Sie haben richtig gelesen, verehrte Leserschaft, spätestens an dieser Stelle kann man sich des Eindrucks einer zynischen Darstellung nicht erwehren. Schon mehrfach im Beitrag wurde mit organisationspsychologischen Konzepten kokettiert. Was halten Sie von folgender Idee: Man nutzt die Daten einer großen, renommierten Kulturstudie (GLOBE) als Benchmark für die eigenen Profile. Konkret: Ihr Mitarbeiterstamm besteht zu einem großen Teil aus Mitarbeitern eines gewissen Kulturraums – wir nennen jetzt keine Namen, aber Sie werden sich das in Ihrer Fantasie leicht ausmalen können. Dann brauchen Sie nur die Profile übereinanderlegen und schon haben Sie bspw. den „Mañana-Effekt“ (Flaschenhals) gefunden!

„Im Hinblick auf die Organisations- und Personalentwicklung kann so die Veränderungs- und Nachhaltigkeitskompetenz von Organisationseinheiten analysiert und gezielt weiterentwickelt werden.“ Der nächste Schritt besteht nun darin, ein „Widerstandsradar“ zu implementieren. Ja, auch hier haben Sie richtig gelesen. Ich glaube, der olle Ford, der ja gewerkschaftliche Initiativen von professionellen Schlägertrupps niederknüppeln ließ, hätte seine wahre Freude an solchen „Modern Times“ gehabt.

Vom Material zum Menschen

So sieht also digitaler Taylorismus aus! Perfektionismus im Fünf-Minuten-Takt. Zu schön, um wahr zu sein! Lehrt doch die Geschichte der Arbeitspsychologie das Gegenteil. Gleich fallen mir die Kriterien förderlicher Arbeitsgestaltung nach Ulich ein. Die Frage der Mensch-Maschine-Funktionsteilung wird in der Arbeitspsychologie als Entwicklung von der technikorientierten zur tätigkeitsorientierten Gestaltung beantwortet. Doch im vorliegenden Beitrag wird die Maschine als Non-plus-Ultra dargestellt.

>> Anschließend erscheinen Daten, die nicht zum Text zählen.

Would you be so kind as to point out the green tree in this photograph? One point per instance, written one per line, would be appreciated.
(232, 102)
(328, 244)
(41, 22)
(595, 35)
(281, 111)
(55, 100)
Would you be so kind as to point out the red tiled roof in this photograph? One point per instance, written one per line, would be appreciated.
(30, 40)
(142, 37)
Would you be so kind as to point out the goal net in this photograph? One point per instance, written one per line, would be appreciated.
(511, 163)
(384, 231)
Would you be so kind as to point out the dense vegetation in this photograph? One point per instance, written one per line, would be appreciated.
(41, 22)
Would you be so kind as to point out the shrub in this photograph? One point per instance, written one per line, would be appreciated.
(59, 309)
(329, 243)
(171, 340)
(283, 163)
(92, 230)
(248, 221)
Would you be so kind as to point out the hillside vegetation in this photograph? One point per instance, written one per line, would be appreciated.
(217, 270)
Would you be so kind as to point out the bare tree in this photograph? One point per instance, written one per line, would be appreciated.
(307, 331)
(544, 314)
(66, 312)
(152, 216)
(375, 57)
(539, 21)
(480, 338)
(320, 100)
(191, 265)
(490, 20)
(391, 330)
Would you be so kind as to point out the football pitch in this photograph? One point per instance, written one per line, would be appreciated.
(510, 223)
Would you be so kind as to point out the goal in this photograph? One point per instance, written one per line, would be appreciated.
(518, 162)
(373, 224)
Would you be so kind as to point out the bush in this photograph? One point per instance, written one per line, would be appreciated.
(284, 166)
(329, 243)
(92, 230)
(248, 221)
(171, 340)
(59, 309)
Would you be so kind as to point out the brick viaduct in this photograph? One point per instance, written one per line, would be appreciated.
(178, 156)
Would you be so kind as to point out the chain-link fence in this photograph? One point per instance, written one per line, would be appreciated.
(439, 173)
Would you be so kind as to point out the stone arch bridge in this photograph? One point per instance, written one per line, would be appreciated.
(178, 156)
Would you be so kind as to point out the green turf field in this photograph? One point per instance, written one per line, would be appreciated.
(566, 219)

Die Arbeitspsychologie kritisiert die ingenieurswissenschaftliche „Leftover“-Strategie als verfehlt und nennt etliche Gründe für das häufige Misslingen der technischen Aufrüstung wie unausgereifte, ungeeignete oder zu komplexe Technik. Zugleich wird auf fatale Probleme mangelnder Qualifikation der Mitarbeiter abgehoben. Selbst Elon Musk gab letztens erst zu, er habe zu sehr auf Roboter und zu wenig auf Menschen gebaut. Technikorientierte Gestaltungskonzepte führen daher oft zu nachteiligen Folgen bei den Mitarbeitern: Unternutzung oder Verlust vorhandener Qualifikationen, Unternutzung oder Verlust des Erfahrungswissens – und deshalb auch zu Kostennachteilen.

Arbeitspsychologische Kritik

An dieser Stelle wird es Zeit, sich die Leviten von Andreas Syska, seines Zeichens Professor für Produktionsmanagement an der Hochschule Niederrhein in Mönchengladbach lesen zu lassen (Das HR-Management hat die Digitalisierung nicht verstanden): „Die Protagonisten der Digitalisierung: Sie unterteilen die Welt wieder in Denkende und Ausführende.“ Und weiter: „Die Hierarchie der Produktionsfaktoren ist in der digitalisierten Welt auf den Kopf gestellt, mit dem Material an der Spitze, gefolgt von der Maschine und dem Menschen ganz unten.“

Was am Beitrag Auch Maschinen haben einen Biorhythmus zutiefst verstört, ist der zynische Umgang mit organisationspsychologischen Konzepten. Man spricht beispielsweise vom soziotechnischen Systemansatz, berichtet dann aber einseitig von Optimierungspotenzialen auf Mitarbeiterseite. Dass aber Technologie das Problem sein könnte, kommt überhaupt nicht in den Fokus. Geschweige denn das optimale Zusammenspiel beider Faktoren. Freimuth und Freimuth (Klassiker der Organisationsforschung (24): Emery und Trist) legen den Finger in die Wunde solchen technokratischen Wahns: „Der logische Kurzschluss einer Debatte, die Humankapital als unzulänglich und durch Technik zu ersetzen begreift, wird am sogenannten Piloten-Paradox sichtbar: Piloten sollen eingreifen, wenn die Flugtechnik versagt; aber dann können sie wohl kaum das schwächste Glied in der Kette sein.“

Man muss weder Maschinenstürmer werden, noch in Affenliebe zum großen Bruder verfallen, um zu erkennen, in der schönen neuen Arbeitswelt läuft etwas grundsätzlich falsch: Wenn der Schwanz mit dem Hund wedelt – um noch schnell einen genialen Film zu empfehlen (Hauptrollen: Dustin Hoffman, Robert De Niro und andere, 1997).